だから『Revenant』というタイトルなわけだ。復活するのは誰か? そりゃもう、キリストしかいないよね」
亀「……邦題をつけた人間はその意味がわかっておったのかの?」
主「さあ? わかってないんじゃない?
ただなぁ……個人的には、それならグラスに復活以降人を撃たないで欲しかった。

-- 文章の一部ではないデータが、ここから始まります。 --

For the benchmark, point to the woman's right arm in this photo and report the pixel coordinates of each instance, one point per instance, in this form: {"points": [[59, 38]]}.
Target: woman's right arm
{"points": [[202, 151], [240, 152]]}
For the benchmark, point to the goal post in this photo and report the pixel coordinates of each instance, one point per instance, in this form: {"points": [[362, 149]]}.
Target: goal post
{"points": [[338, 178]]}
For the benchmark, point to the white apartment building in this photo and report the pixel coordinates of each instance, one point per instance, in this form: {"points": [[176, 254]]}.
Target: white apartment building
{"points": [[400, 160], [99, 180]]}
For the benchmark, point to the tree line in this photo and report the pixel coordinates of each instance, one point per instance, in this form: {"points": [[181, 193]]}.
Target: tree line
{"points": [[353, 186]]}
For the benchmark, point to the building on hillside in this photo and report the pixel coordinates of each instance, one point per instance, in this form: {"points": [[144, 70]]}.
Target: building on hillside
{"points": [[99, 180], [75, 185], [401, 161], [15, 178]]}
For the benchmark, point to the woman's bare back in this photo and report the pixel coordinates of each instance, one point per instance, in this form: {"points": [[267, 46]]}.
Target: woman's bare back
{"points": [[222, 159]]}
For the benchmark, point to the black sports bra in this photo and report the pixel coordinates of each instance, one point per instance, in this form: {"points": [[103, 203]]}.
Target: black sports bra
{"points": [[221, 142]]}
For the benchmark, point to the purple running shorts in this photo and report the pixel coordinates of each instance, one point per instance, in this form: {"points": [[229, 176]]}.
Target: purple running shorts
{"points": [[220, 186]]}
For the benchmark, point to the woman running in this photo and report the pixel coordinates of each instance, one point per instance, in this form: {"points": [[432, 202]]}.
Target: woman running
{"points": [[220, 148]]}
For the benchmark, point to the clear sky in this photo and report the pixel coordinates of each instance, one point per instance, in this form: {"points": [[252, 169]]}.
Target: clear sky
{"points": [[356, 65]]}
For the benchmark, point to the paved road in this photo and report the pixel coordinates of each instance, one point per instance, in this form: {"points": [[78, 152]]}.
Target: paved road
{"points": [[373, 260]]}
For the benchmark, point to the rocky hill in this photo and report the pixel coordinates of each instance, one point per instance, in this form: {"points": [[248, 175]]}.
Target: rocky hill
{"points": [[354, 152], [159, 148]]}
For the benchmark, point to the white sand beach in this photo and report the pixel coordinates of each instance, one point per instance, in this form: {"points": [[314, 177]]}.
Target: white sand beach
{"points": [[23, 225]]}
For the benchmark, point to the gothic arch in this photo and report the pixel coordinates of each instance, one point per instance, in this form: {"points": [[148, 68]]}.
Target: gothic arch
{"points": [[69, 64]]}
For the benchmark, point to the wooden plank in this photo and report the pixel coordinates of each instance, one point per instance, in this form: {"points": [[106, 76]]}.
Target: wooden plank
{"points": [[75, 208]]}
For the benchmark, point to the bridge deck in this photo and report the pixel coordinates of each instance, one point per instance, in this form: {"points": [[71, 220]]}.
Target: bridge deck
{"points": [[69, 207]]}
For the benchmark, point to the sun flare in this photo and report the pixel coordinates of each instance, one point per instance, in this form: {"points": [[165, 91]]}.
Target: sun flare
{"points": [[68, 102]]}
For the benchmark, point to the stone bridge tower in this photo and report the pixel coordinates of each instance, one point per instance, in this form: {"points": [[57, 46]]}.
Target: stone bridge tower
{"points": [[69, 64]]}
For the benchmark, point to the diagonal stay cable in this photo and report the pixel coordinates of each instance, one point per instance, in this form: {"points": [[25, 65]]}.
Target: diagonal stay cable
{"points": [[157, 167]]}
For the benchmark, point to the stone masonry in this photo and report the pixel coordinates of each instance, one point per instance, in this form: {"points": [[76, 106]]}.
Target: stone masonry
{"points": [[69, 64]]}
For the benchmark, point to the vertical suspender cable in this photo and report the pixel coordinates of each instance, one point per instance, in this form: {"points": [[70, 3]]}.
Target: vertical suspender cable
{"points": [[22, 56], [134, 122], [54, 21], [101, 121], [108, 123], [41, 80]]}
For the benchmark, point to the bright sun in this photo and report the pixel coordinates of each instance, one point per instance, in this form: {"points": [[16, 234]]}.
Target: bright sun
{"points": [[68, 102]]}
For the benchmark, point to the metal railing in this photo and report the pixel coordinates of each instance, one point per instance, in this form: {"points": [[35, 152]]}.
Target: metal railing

映画的には仕方ないけれどさ」
亀「それがキリストとは違いますよ、という一種の免罪符になっておるのかもしれんの」
最後に
亀「今回は中々独特な考察になったのではないかの?」
主「こういうのは調べながら、何度も何度もシーンを考察して見ないといけないからさ、家で見るのに限るよねぇ……映画館だと多分、この半分も理解できなかったんじゃないかな? 途中で寝るだろうし」
亀「宗教的なモチーフなどになるとよくわからんからの」
主「どうだろう? まだ町山智浩とか、宇多丸の評論とかを見ていないけれど……こういう解釈をした人って、おそらく自分だけなのかな?」
亀「いやぁ、町山智浩は絶対気がついておるじゃろうな」
主「だよねぇ……少しくらいはあの知識や、評論を上回りたいけれど、それは無理だろうなぁ……」
亀「あっちは金の取れる批評じゃからな。こちらは、所詮は無料ブログの戯言じゃ」
主「……どっかの出版社さ〜ん、いつでも寄稿しますヨォ!!」
亀「……この書き方をしておる限り、依頼は来ないじゃろうな。